A Street has long made it a tradition to host an annual exhibit by the BI artists, who have an extensive art facility at the nonprofit’s home campus and an innovative Art Works program there that Hibbard helped to launch and which is coordinated by former Arts Council executive director Barbara Harris. Hibbard feels assured that this will be a postive step for the entire community. “I’ll still be on the advisory board and advise them on installation. We don’t want to drop our aesthetic ball. We will make sure that this continues to be a great space to visit.”“Outsider art,” that which is created by artists with no formal training, is enjoying a vogue.
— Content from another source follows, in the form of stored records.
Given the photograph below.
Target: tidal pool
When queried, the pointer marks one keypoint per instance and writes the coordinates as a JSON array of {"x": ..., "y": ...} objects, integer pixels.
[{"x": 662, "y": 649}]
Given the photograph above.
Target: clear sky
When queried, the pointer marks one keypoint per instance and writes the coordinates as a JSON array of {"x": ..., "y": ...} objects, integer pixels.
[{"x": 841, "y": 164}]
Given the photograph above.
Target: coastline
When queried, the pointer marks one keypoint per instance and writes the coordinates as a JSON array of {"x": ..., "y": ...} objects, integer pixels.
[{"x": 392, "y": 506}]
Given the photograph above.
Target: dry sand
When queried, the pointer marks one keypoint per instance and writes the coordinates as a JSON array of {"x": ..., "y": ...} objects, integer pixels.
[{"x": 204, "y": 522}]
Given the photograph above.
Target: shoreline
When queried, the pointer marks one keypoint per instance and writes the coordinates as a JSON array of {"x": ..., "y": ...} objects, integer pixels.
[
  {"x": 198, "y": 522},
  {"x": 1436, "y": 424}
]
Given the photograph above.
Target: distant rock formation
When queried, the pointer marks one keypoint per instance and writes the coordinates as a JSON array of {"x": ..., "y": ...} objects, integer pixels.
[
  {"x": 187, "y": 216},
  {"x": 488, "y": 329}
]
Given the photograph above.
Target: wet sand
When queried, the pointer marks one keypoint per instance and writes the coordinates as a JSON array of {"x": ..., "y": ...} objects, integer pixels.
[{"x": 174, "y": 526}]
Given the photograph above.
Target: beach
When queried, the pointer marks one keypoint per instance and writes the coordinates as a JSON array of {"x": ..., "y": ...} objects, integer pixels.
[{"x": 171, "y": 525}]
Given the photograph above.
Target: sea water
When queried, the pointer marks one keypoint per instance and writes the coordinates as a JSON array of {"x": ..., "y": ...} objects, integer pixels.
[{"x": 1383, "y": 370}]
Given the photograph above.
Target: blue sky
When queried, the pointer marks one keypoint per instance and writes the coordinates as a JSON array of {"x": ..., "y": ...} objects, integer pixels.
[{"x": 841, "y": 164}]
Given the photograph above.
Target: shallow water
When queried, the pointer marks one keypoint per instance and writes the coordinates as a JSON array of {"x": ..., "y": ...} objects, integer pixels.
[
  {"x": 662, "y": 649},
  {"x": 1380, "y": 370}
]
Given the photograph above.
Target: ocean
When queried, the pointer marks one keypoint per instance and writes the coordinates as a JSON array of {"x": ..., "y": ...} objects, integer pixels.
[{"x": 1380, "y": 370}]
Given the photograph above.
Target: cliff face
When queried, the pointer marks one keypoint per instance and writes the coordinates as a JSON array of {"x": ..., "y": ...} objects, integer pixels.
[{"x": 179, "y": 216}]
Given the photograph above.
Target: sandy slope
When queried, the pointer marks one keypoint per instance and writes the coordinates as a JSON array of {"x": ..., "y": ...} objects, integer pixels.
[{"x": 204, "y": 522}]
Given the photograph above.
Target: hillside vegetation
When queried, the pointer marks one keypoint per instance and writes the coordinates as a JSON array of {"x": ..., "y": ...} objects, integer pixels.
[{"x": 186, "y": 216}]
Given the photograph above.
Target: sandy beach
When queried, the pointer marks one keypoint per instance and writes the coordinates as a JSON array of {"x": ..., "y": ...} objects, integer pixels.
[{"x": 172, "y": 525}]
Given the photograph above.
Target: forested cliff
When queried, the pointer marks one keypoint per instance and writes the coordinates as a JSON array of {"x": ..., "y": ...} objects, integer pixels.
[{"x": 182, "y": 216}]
Viewers find themselves captivated by the honesty portrayed in work done by the developmentally disabled. The Sonoma Valley Museum of Art last year held a superb exhibit of such work. Having a permanent public outlet for BI is a dream come true for Hibbard. “We do a lot of editing in our lives,” she says. “They’re more able to be free of critics and desires—for critics, for fame, for attention—even thought the artists really enjoy when they sell. They’re not trapped. There is a kind of a freedom, and in some ways, they’re mentors.”
The gallery is yet unnamed and will open to the public on April 19. As for Hibbard, it’s the best of both worlds. “People think that it’s generous, but it’s really quite selfish,” she laughs happily. “This is the bomb for me.”